Git is a program for tracking changes to software in a fancy structure of files called a repository. Tracking changes to software is called version control. Git is a DVCS, for “distributed version control system.” It is by far the most popular DVCS. On a Raspberry Pi, you can install git with a command like this: sudo apt install git

Github, owned by Microsoft, is a website for hosting git repositories. There are lots of competing options, like Gitlab or Sourcehut, but Github is the dominant player. You can also store git repositories on your own computer; they’re just a collection of files in a folder.

What is this “distributed” stuff? #

In the past, version control systems used a central server.
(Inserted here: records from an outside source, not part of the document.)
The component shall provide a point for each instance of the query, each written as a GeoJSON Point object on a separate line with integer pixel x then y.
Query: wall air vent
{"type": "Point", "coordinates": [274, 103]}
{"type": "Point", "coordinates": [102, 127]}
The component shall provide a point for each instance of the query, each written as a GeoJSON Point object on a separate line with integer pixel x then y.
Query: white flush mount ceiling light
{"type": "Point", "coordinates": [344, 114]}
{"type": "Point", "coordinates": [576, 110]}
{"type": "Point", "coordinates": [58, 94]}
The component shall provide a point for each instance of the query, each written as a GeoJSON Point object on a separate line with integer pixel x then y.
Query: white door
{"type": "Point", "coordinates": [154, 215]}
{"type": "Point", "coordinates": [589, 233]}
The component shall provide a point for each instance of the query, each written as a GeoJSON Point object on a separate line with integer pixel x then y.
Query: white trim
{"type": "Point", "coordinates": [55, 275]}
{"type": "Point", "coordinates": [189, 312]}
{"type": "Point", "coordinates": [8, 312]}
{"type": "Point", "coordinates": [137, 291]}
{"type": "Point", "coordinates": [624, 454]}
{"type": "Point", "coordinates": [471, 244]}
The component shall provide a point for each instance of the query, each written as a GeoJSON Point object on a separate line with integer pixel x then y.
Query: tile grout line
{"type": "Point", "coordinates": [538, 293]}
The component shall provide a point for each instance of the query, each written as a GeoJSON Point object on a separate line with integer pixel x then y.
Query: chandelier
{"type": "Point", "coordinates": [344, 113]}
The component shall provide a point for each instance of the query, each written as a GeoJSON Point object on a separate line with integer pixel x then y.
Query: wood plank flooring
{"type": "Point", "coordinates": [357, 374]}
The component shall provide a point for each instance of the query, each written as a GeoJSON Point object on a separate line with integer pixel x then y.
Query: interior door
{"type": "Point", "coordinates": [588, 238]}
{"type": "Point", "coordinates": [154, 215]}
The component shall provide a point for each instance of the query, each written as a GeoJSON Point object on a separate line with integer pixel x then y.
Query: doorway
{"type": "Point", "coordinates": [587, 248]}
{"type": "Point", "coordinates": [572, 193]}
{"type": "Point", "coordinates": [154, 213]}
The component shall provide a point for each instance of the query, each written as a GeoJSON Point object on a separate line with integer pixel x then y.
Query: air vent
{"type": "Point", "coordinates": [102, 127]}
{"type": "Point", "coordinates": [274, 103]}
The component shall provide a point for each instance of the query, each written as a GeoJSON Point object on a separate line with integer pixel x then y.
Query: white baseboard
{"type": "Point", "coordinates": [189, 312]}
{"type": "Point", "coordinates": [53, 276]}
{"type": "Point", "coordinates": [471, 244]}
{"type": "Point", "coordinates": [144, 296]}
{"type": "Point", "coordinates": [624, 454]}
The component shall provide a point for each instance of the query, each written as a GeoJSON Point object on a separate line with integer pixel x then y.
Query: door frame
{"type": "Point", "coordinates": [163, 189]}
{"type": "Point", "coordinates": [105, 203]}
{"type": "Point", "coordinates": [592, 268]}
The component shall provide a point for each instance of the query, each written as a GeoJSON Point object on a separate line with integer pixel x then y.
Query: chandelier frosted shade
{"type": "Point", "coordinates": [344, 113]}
This works fine for small groups of harmonious individuals, but for large groups, it’s a mess. In a distributed system like git, no repository has primacy over any other; there is no central server.

The 7 most useful git commands #

git clone
git pull
git add .
git status
git diff --staged
git commit -m "Prevent ARP cache poisoning"
git push

Typical workflow #

  1. You either create a new repository locally using git init, or you clone a repository from somewhere else using git clone.

  2. (With a cloned repository, if some time passes before you are actually ready to commit code, you would run git pull to get any new changes that have been committed.)

  3. Actually change the code in your working tree– add new features, fix bugs, whatever. The “working tree” is just the code in your local folder. Take a look at the diagram below.

  4. Stage the code for commit with git add.

  5. Check that you didn’t miss anything with git status. You can also review the changes that you have staged with git diff --staged. (Plain git diff shows you the unstaged changes, i.e. stuff you haven’t added to the index yet.)

  6. Commit the code with git commit -m 'Write what your changes do in this commit message'.

  7. If you’re just working locally, you’re done. You can review your changes with git log. Otherwise, you can push your code to a remote repository, like Github, using git push.

Git’s conceptual structure

Authentication with Github #

In order to let your local computer, running git, push changes to a remote repository on Github, you need to identify your local computer to Github. On a Raspberry Pi, there are two steps. (It’s similar on a Mac and probably on Windows too.)

  1. Generate a pair of encryption keys, one public and one private, using ssh-keygen.
  2. Go to Profile > Settings > SSH and GPG keys on Github and add your public key, which you can find at /home/pi/.ssh/ (The private key stays secret on the Raspberry Pi.)

You can also push to Github using your username and password, but that method is deprecated and will probably disappear sometime soon.